Saturday, January 18, 2014

Notes on Novels (Part 1)

The Yellow Eyes of Crocodiles by Katherine Pancol
This translated French best-seller has many differences from popular English-language novels. For one thing, casual racism and antisemitism are present to a degree that's no longer acceptable in America, I'm sorry to say. Examples: a greedy, boorish, lustful Jewish character and a caricatured Chinese houseboy named Pong. Enough on that topic.

The main characters are numerous, but not hard to keep track of -- several mothers and teenage children, various husbands, estranged husbands, lovers, ex-lovers, and other complicated relations. The plot concerns a variety of ways that the main characters deceive one another, deceive themselves, and try to deceive their children, who seem to see through them. It's not bad, though it goes on a bit too long. One or two of the lies and secrets are very far-fetched, but I won't spoil the surprise of finding out what the secrets are except that the eponymous eyes of the crocodiles are part of one of them.

Reviewers like this book better than I did. Reviewer Caroline See in the Washington Post: "There’s a three-part ending here that’s utterly preposterous, but hey, nothing’s perfect! — and this is a satisfying read."
Date: January 13

Beautiful Ruins by Jess Walter
This book has at least six different plots, and it slues among them, back and forth in time and space, from Hollywood to Italy to Seattle to Idaho to London, jumping 50 years or more at a single bound. Two or three of these plots are embedded literary works-in-progress by the characters -- a novel, an outline of a screen play, a stage play; these each get their own chapter.

Some of the characters are real, for example, Elizabeth Taylor and Richard Burton (no kidding). Several of the fictional characters work in the film industry, or want to. The characters are connected to each other one way or another, but their stories are fairly distinct until the very end, when there's a sort of philosophical chapter linking them together. Can you tell I didn't enjoy this book very much? I really liked the dust jacket, though -- it's retro.
Date: January 17

Where'd you go, Bernadette? by Maria Semple
I read this a year or two ago, and really enjoyed it. Unlike some of the books I disliked, the plot was tightly constructed, and the characters were both amusing and well-thought-out. Bernadette, seemingly a crazy mother, turns out to have been a truly imaginative architect whose work was destroyed, leaving her in a discouraged and fragile state.

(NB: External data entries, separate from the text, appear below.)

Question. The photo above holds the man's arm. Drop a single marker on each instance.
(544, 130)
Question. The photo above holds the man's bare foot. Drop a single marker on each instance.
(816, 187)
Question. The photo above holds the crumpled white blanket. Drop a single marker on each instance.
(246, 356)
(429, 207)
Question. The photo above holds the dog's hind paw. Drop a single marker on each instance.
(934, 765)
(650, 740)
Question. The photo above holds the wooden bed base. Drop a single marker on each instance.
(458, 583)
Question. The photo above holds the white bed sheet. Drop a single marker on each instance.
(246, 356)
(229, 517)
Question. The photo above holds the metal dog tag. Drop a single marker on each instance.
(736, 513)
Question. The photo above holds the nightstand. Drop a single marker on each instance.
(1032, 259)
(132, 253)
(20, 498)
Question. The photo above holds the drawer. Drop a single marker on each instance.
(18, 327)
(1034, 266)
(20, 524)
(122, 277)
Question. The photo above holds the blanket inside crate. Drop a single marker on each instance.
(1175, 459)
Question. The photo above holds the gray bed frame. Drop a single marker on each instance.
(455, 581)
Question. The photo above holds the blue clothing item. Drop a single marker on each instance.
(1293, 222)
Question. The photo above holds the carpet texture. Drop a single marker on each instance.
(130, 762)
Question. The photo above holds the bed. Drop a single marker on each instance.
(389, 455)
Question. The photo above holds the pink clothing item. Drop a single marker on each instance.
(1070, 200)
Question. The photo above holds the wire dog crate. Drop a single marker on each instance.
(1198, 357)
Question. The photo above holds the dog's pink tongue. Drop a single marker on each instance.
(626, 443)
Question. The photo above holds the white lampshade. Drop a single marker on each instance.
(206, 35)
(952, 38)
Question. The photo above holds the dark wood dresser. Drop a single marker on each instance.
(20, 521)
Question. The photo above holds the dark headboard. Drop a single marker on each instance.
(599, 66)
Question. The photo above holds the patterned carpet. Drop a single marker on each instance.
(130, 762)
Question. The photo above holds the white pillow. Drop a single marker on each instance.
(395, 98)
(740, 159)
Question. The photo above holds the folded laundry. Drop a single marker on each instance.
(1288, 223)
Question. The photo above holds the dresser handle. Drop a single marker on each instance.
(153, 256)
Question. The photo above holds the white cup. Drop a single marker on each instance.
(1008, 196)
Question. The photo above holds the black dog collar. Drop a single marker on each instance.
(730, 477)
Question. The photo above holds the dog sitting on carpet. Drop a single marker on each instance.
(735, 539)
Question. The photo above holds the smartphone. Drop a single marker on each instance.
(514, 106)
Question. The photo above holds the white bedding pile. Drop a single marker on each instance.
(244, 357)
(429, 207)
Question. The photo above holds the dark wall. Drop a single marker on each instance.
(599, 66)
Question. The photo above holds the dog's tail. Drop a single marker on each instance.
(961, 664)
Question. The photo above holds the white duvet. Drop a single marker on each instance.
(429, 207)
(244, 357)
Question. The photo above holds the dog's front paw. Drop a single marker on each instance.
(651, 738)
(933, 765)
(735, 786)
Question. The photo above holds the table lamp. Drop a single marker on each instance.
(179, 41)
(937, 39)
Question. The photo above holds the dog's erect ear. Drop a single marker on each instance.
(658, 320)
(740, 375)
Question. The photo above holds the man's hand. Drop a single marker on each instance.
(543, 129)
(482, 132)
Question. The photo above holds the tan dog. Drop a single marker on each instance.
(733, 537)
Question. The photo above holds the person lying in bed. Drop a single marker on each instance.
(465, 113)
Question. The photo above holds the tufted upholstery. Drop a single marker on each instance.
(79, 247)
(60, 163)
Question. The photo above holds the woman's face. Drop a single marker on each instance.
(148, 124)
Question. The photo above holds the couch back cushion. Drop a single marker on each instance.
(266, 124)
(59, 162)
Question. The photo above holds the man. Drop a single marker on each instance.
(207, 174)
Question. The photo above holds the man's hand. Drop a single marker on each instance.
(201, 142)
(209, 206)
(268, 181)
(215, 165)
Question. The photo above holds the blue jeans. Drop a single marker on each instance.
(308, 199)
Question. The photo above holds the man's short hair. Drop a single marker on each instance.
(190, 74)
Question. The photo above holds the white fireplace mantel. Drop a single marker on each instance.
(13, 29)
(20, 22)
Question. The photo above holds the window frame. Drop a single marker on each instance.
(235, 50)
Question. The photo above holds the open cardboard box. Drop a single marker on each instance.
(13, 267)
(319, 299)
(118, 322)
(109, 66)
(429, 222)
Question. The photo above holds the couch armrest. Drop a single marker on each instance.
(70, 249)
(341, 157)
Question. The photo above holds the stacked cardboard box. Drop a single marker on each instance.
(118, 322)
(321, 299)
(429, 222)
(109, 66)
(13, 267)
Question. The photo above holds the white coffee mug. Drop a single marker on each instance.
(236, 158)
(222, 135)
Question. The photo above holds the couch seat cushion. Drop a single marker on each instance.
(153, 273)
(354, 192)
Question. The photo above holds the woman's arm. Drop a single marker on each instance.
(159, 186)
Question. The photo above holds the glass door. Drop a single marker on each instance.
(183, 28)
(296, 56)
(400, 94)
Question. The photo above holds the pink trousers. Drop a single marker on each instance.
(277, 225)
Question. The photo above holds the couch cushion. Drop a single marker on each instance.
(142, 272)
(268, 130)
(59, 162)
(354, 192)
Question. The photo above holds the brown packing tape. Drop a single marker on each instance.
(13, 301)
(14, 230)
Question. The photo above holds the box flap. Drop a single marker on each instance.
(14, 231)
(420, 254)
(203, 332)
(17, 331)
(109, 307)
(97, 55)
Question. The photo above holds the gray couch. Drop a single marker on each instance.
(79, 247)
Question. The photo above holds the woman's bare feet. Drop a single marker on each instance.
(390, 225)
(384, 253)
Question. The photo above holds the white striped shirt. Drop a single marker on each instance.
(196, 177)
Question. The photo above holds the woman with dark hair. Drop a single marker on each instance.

She's victimized by an identity thief masquerading as a remote concierge who will take care of all her paper work -- so well portrayed that I've seen references to this part of the plot in serious articles about identity theft and how to take care of yourself online.

In the course of the novel Bernadette's husband, a Microsoft-exec, realizes what he values while the reader chuckles at a really good send-up of corporate behavior. Slowly their early-teenage daughter learns about her family and herself as she searches for Bernadette who goes missing in a wonderful adventure. It works! If you need to know more, there are over 2000 reviews on Or  you could just read the  book.

People of the Book by Geraldine Brooks
I read this a few years ago, and liked both the historical-fiction parts and the modern-detective-story parts. It's a suspense tale about the Sarajevo Haggadah, a book with a somewhat mysterious past, and a troubled present.

All of these books have been proposed as selections for my book club for next year, and they looked so good that I couldn't resist reading some and rethinking what I liked about the two I read in the past. I would be happy if we chose any of them except Beautiful Ruins, which is just too bad! I have at least two more proposed books to read and will report on them as well.

1 comment:

Jeanie said...

I haven't read Geraldine Brooks and feel somewhat ignorant for having passed her by. Pity about the film book -- I usually love books set in the industry but not if they skip about so much!